Foto: MIGUEL RIOPA/AFP/Getty Images

A equipa passou mais três minutos no balneário a ouvir José Peseiro do que os adversário estiveram a escutar Nelo Vingada. O treinador tanta coisa disse que os jogadores regressaram cautelosos, a abrandar o que antes aceleravam, a tocar para o lado bolas em que iam procurar um toca-e-vai para a frente. Aboubakar não tocava na bola e Brahimi via pouco dela. Jesús Corona dizia-lhe olá mais por correr atrás dela depois de os centrais ou Danilo a passarem pelo ar. Era uma equipa a espreitar a defesa subida de outro e o que surpreendia era o FC Porto ficar com o papel de bisbilhoteiro. Só assim, com o extremo mexicano a correr atrás de um passe longo para o espaço, é que tentou, com o pé esquerdo, rematar em jeito para Salin provar o jeito que tem para paradas difíceis. Foi a única chance para os dragões fazerem golo. Foi aos 72’.

O que se viu antes, a espaços, passou a ver-se muito, depois: os madeirenses com mais bola, a montarem jogadas ao primeiro toque, a respeitarem quem estava de frente para o jogo, a tentarem fazer rápido as coisas simples. Levavam quase todos os ataques até à área dos dragões e não acertavam com remates na baliza pela mesma razão que há uns jogadores para jogarem no Marítimo e outros no FC Porto: qualidade. Dyego Souza não arranjavam maneira de finalizar jogadas e os remates de Fernando Ferreira e Éber Bessa nunca fizeram com que Casillas sujasse o equipamento. Maxi Pereira dizia no fim que “aos poucos”, os jogadores terão de “ir percebendo o que o treinador quer”. Porque ainda não houve tempo para entenderem e, também, por não terem mostrado que perceberam o pouco que Peseiro lhes terá já pedido.

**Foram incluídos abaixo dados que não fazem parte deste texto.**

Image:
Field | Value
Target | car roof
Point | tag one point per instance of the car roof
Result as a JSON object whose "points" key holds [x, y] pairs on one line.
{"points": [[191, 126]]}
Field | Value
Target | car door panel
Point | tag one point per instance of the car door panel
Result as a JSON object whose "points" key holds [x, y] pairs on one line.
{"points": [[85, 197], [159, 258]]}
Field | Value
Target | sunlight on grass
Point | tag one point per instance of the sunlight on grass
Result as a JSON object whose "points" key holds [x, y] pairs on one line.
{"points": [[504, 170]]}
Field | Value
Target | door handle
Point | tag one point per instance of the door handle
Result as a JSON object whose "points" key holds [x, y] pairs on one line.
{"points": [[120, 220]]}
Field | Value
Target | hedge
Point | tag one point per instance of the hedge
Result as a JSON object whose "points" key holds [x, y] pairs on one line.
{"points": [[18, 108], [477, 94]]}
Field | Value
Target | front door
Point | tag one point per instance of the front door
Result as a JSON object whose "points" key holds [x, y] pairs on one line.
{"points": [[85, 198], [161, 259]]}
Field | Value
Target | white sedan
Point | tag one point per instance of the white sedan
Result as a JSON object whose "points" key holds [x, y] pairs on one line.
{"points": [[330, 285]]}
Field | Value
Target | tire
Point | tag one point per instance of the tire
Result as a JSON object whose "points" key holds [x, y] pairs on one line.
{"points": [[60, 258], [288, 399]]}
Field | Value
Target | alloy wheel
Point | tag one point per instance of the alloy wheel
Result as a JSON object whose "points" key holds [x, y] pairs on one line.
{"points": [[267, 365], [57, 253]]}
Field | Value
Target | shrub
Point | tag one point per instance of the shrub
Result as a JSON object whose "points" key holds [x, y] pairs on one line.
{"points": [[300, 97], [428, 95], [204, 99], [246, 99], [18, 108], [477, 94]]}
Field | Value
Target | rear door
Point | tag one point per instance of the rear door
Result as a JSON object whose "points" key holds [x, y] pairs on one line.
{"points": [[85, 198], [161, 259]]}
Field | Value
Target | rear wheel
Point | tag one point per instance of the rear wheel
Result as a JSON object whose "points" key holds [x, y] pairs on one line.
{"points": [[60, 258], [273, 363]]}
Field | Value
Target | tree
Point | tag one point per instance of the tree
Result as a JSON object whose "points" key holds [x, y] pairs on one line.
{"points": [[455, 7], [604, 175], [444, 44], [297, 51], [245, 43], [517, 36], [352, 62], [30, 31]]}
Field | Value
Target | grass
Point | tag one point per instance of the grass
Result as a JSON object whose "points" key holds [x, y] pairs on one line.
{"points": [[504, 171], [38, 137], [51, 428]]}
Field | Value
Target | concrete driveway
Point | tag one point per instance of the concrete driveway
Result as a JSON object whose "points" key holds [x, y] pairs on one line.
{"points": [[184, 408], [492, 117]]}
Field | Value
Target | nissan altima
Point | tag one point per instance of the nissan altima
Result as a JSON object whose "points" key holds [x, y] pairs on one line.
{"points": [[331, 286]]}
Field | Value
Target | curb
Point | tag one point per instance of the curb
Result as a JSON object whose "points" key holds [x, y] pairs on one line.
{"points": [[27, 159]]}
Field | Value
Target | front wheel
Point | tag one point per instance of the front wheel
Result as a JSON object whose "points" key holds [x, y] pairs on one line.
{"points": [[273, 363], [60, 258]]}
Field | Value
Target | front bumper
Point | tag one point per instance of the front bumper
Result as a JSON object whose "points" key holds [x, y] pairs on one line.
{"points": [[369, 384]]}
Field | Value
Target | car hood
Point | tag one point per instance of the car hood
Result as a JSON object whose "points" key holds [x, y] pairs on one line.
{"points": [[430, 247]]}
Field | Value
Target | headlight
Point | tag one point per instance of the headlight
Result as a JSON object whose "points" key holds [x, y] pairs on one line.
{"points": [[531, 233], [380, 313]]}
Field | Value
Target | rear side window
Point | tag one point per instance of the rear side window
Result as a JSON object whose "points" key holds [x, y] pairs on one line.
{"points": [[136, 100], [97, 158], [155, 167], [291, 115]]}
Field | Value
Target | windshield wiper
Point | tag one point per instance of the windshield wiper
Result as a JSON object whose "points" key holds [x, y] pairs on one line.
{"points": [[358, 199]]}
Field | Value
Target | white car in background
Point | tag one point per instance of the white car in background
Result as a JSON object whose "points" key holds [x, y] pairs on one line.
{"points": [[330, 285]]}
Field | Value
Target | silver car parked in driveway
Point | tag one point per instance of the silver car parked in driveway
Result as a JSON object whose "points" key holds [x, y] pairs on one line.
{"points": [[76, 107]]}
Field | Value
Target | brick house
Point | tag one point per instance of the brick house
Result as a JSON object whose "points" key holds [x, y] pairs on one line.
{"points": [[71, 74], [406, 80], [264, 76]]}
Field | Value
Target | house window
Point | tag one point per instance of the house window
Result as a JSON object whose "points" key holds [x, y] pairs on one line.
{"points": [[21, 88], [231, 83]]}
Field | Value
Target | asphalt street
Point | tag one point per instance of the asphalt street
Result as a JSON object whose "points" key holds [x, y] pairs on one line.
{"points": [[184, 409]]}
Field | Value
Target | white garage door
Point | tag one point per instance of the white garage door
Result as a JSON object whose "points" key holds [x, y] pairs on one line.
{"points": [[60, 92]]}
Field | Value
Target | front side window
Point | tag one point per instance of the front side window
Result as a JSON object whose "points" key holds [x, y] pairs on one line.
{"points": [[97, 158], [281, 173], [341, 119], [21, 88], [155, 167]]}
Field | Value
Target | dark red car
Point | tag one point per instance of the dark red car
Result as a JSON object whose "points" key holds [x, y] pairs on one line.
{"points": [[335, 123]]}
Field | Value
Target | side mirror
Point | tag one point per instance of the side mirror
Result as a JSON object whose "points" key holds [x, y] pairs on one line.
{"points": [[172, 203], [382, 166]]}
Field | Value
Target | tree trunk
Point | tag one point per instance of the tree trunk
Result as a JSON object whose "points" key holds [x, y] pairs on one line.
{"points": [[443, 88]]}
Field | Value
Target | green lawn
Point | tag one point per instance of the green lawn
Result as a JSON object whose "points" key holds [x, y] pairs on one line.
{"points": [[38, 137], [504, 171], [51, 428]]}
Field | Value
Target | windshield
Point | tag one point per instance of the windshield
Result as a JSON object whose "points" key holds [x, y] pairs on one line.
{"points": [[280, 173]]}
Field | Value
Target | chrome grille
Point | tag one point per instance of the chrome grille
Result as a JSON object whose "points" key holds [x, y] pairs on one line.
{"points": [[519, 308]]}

A partida acabou com uma equipa a apertar, roubar bolas perto de área alheia e tirar o oxigénio à outra. O problema para José Peseiro é que foram os dragões a terminarem sem ar, na próxima casa. “Com certeza vamos jogar muito mais do que jogámos hoje. Esta equipa vai render mais, quer individual quer coletivamente”, garantiu o treinador, no final. Disse que não ter dúvidas disso. “Acredito que, jogando bem, estaremos mais próximos de vencer”, disse, também. Talvez. Mas a jogar assim-assim, não.